Circling back around to Anonymous, the hacker group has gained more attention this week, but it’s not for hacking into sites or social media accounts.
According to the Huffington Post, the group is trying to start its own media outlet and is raising tens of thousands of dollars online to do so.
So far, the project called “Your Anon News” has raised $54,668 on Indiegogo, the HuffPost reports.
The group posted on its Indiegogo page that it hopes to engineer a new website to collect breaking reports and blog posts from the best independent reporters online. They also plan to provide feeds for citizen journalists who can livestream breaking events.
Finally, I wanted to talk about some of the mistakes and outlets who covered the Boston bombing and Friday’s manhunt.
The mistakes began on Wednesday when CNN and several other outlets, including The Associated Press, falsely reported that an arrest had been made. The New York Post was also criticized for its front page of two men with the headline “BAG MEN: Feds seek these two pictured at Boston Marathon.”
As journalists, our job is to educate people with facts that are necessary for their daily lives. Have we forgotten about educating our readers and become too focused on beating a competitor on social media? If so, I worry about this industry and its future.
Social media is very valuable and can be used in so many ways to crowd source information, ask for participation and deliver breaking news alerts.
My fear is that we’ve given into our fast-paced society and feel like we have to report something new, even if it doesn’t appear to be accurate.
I also worry about our readers. According to Scott Maier, a journalism professor at the University of Oregon who has researched reporting mistakes, the public is “pretty understanding” of errors as long as a news outlet owns up to them.
“The research shows that people who [are sources of] the news media know the media won’t get it all right all the time. There’s an expectation that when news is fast-breaking and unfolding that reporters won’t always have it right.
So why read breaking news at all if it’s not even expected to be correct?

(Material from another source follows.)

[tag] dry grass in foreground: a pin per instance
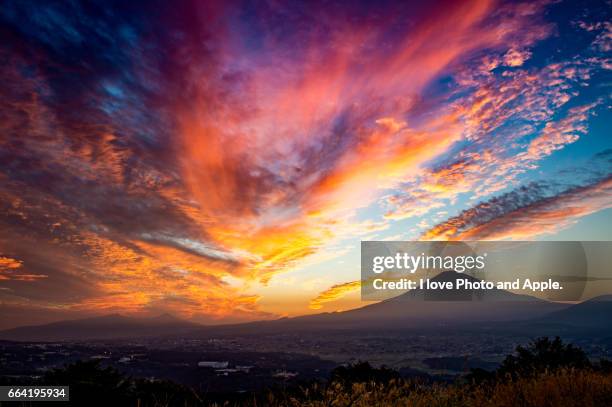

Do we do it for social currency? Are we so obsessed with one-upping a friend or neighbor on a subject, that we have to know what’s going on every second in a breaking situation?
Of course, there has to be a balance. Readers want information as quickly as they can get it, which means new outlets can’t wait to tell them in tomorrow’s newspaper. They have to step up to the digital plate and give them details in real time; however, doing so could mean giving them false information.
What’s the solution? I want to hear from you. Do you think the news industry moves too quickly on stories? Or do you think they’re still behind when it comes to online updates?
How can we prevent these types of mistakes in the future? Waiting 20 more minutes before posting to allow several editors to take a look? Verify reports through more than one source?